Where Does It Come From?
It is regarded as a native plant, although probably brought to these islands by the Saxons; the form we know is developed from wild cabbage, and can be grown in difficult areas, eg on exposed sites. You need to have a large garden to grow it, although compact varieties are available, and some are quite ornamental - 'Cottager's' for example, is a a plain-leaved variety with crimp-edged purple tinged leaves. There is also a black form, knows as cavolo nero; it is used a lot in Tuscany and has become very trendy.

Where Can I Get It?
At this time of year it is piled up in every supermarket and corner shop in Ireland.
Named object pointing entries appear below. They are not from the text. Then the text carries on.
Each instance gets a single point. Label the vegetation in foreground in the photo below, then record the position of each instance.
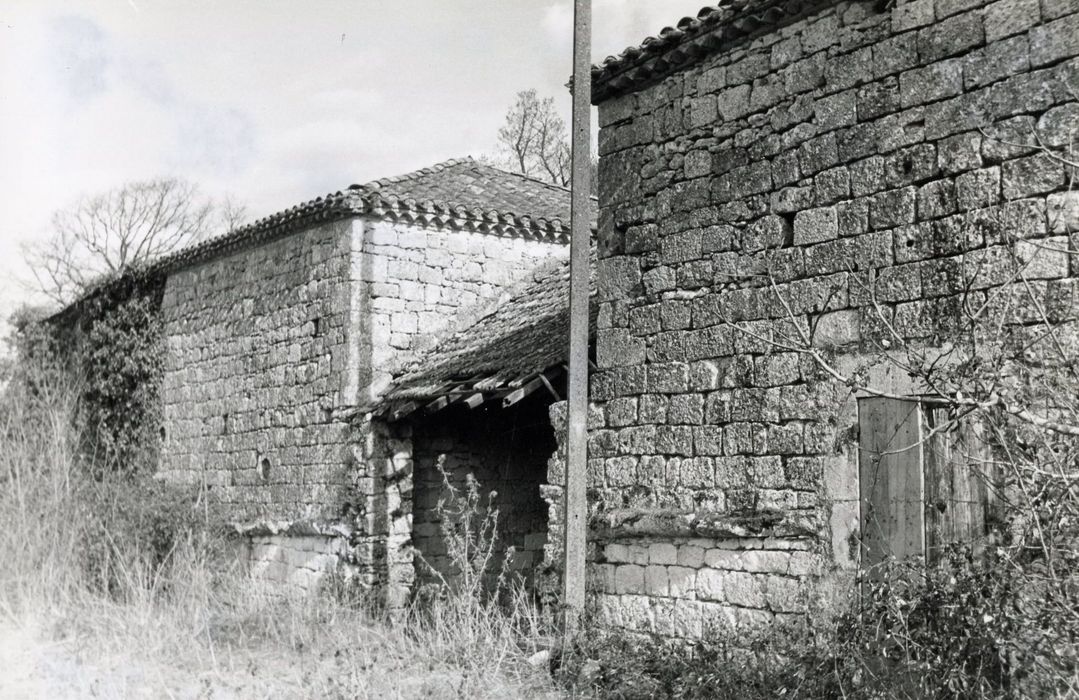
(117, 587)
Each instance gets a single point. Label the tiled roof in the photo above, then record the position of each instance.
(478, 187)
(691, 40)
(455, 194)
(460, 193)
(521, 338)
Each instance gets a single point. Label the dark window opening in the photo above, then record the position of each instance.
(263, 469)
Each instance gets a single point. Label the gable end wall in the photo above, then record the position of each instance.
(847, 142)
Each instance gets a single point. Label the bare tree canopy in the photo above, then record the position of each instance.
(533, 139)
(103, 235)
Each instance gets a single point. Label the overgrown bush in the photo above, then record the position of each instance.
(110, 346)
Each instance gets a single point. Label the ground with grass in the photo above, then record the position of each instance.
(117, 587)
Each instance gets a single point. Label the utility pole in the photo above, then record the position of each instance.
(576, 450)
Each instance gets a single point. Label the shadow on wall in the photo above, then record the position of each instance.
(506, 450)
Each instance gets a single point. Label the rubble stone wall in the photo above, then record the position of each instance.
(271, 345)
(294, 565)
(424, 282)
(774, 186)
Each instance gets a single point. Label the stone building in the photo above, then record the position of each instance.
(779, 179)
(787, 177)
(281, 337)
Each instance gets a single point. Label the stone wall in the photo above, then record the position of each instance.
(772, 187)
(256, 354)
(506, 451)
(294, 565)
(425, 282)
(270, 346)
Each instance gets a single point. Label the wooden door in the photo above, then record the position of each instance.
(891, 481)
(958, 475)
(926, 481)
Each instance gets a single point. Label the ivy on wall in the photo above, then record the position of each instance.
(111, 345)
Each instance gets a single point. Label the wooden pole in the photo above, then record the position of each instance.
(581, 224)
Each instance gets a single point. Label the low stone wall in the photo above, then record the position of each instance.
(684, 587)
(847, 182)
(288, 564)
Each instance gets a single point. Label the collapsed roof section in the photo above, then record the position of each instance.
(518, 347)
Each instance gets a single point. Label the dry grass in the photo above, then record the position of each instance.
(90, 606)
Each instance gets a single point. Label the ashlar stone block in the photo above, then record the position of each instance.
(816, 225)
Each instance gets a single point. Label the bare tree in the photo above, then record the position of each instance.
(534, 139)
(104, 235)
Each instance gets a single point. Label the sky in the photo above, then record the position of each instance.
(271, 103)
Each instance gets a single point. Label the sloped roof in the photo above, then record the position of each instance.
(459, 193)
(521, 338)
(674, 49)
(477, 186)
(454, 194)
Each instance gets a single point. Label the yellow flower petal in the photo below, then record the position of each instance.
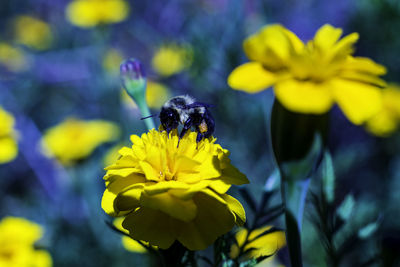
(153, 226)
(133, 245)
(87, 14)
(200, 233)
(251, 77)
(362, 77)
(236, 208)
(184, 210)
(184, 178)
(304, 97)
(272, 46)
(358, 101)
(128, 200)
(112, 190)
(363, 64)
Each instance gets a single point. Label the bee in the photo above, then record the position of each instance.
(185, 110)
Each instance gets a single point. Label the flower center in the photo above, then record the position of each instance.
(166, 176)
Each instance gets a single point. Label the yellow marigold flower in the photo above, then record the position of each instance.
(170, 59)
(32, 32)
(8, 143)
(388, 118)
(262, 246)
(13, 58)
(90, 13)
(127, 242)
(156, 95)
(168, 192)
(17, 239)
(76, 139)
(311, 77)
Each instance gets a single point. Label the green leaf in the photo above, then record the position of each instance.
(346, 208)
(293, 240)
(328, 178)
(369, 229)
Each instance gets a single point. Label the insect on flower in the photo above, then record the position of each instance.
(185, 110)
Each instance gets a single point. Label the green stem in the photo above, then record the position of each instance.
(145, 111)
(294, 197)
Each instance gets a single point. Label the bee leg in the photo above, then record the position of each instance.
(186, 127)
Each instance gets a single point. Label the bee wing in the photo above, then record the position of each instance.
(199, 105)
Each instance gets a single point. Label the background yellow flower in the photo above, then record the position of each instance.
(17, 240)
(311, 77)
(76, 139)
(170, 59)
(387, 120)
(32, 32)
(8, 142)
(168, 192)
(90, 13)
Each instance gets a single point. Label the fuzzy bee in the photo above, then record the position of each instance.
(186, 111)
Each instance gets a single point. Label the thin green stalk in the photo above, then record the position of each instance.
(145, 111)
(294, 197)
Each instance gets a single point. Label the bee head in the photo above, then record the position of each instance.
(169, 118)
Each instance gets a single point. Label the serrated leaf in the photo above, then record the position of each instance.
(328, 178)
(346, 208)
After Hallowe'en there is less of it around, although it is available throughout the winter from greengrocers, farmers' markets and supermarkets.

What Can I Do With It?
Its main use at this time of year is in traditional colcannon, but it can be used as a green leaf vegetable all winter. To prepare, cut the hard bottom off the stem, wash the leaves well, trim any remaining tough stem and chop the leaves. Cook in a large pan of boiling salted water for 5 minutes, then drain well. To use it in colcannon, mash the cooked kale with peeled boiled potatoes, plenty of butter and seasoning. To use as a green vegetable. it is tastiest if pan-finished - melt some butter in a pan over medium heat, stir in the well-drained cooked kale, season well and warm through thoroughly, then serve as a side vegetable in the same way as cabbage.